I went inside for the shotgun and the flashlight but when I came back out Maeve had made her way back through the thicket and into the ghostly yard, all color gone to shadowy gray, the nightslip wadded into a diaper she held to herself with both hands. I suppose it wasn’t this child’s first. She walked through the yard
. What dogs hadn’t gone with her stood around with heads held low, she something terrible and holy, lumpy stomach smeared with blood. She went to the lake’s edge to wash herself and the slip, soaking and wringing it till she fell out and I had to go save her and take her into the house and bathe her myself and put her to bed. Her swollen little-girl’s bosoms were smooth and white as the moon, the leaky nipples big as berries.
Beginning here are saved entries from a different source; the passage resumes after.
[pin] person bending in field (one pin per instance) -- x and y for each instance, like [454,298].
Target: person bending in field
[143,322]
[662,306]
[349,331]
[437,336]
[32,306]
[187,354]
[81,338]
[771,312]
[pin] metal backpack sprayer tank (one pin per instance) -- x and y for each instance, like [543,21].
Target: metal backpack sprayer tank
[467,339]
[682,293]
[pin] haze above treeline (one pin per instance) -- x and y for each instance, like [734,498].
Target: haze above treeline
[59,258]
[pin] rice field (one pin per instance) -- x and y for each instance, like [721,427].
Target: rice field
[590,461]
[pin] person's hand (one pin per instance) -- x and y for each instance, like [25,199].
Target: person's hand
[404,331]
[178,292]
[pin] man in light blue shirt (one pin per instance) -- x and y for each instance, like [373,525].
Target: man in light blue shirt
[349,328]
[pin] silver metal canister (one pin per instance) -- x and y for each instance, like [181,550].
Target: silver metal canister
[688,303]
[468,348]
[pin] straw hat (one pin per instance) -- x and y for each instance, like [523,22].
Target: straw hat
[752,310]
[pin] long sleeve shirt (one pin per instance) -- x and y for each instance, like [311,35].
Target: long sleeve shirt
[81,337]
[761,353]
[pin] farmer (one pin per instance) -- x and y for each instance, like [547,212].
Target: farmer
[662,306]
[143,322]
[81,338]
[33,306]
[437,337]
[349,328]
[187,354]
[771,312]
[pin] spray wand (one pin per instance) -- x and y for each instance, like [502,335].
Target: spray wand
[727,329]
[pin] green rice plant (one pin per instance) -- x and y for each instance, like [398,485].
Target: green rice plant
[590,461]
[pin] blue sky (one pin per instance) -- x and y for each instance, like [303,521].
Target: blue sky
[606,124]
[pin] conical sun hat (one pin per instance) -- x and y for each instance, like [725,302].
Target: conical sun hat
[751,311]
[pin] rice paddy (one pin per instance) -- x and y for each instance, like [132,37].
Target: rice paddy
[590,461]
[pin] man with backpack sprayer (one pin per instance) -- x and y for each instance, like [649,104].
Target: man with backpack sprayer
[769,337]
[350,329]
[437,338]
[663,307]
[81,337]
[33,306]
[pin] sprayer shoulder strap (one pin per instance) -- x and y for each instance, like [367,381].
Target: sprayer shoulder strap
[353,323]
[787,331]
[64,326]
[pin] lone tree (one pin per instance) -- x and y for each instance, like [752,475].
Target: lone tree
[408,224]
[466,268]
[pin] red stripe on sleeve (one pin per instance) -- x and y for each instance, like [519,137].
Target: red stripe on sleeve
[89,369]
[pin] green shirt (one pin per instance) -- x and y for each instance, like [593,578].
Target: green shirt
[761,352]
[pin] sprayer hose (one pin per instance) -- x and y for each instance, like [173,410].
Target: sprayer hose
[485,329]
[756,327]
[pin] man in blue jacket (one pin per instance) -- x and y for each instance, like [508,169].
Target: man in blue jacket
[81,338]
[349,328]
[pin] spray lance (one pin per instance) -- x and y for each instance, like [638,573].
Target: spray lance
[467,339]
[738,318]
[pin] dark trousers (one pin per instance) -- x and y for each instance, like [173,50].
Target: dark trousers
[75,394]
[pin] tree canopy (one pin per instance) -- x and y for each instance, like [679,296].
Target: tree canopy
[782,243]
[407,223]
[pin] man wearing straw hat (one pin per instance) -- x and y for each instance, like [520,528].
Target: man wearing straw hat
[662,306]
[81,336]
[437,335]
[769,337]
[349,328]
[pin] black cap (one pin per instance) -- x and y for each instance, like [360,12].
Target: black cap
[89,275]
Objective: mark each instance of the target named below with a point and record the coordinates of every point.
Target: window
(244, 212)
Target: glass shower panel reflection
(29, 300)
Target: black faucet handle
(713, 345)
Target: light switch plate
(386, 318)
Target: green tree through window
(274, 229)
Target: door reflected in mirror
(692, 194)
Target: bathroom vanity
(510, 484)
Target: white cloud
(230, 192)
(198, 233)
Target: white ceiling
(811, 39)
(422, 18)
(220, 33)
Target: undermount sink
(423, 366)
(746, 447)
I couldn’t sleep and went out into the yard, slipped out of my jeans and into the lake. I thought a swim might calm me. I was floating on my back in the shallows looking up at the moon so big and clear you could imagine how the dust would feel between your fingers. My blood was up. I thought I heard something through the water, and stood. It was coming from across the lake, in the thick bramble up on the steep ridge, where a strange woman had moved into an empty cabin some months back. I heard a man one night up there, howling and saying what sounded like a name, I couldn’t tell what it was.
I’d seen her in town. She carried herself like a man, with strong wiry arms, a sun-scorched neck, and a face hard and strange as the wood knots the carvers call tree spirits. I heard she’s an installer for the phone company.
When I stood up in the water I could hear a steady rattling of branches and a skidding racket, something coming down the steep ridge wall. I waded back toward the bank, stopped and looked, and she crashed out of the bushes overhanging the water, dangling naked from a moonlit branch. She dropped into the lake with a quiet little splash.
I saw her arms rise from the water and wheel slowly over her round, wet head and dip again beneath. She made no noise. She swam around the curve up into the shallows, stood up, and walked toward me and never took her eyes off my own. When she got close I started to back up a step but she grabbed hold of me with a hand that had sharp, callused edges on the finger pads and the palm. I hadn’t even realized I’d swelled up. She grinned and looked down at it, gave it a little yank, then let go.
She sighed and looked back across the lake. I turned my eyes from her saggy little fanny and skinny legs. She had a lean rangy skinned-cat body, and a deep little muttering voice.
“My name’s Callie. I’m your neighbor,” she said.
“I know it.”
She said, “Who’s the little girl you’re taking care of?”
“My niece,” I said. She was my younger cousin, but I had told her to call me uncle because it sounded more natural. I said, “She’s had a hard life.”
“Mmm,” she said, and we were quiet for a while. “Well, the world ain’t no place for a child these days, is it?”
“It is not,” I agreed.
“Must be hard on a man,” she said.
“I don’t know what you mean.”
“I mean being alone out here with a pretty little girl.”
“She’s my niece, I’m not that way.”
She looked at me and then at the house for a minute.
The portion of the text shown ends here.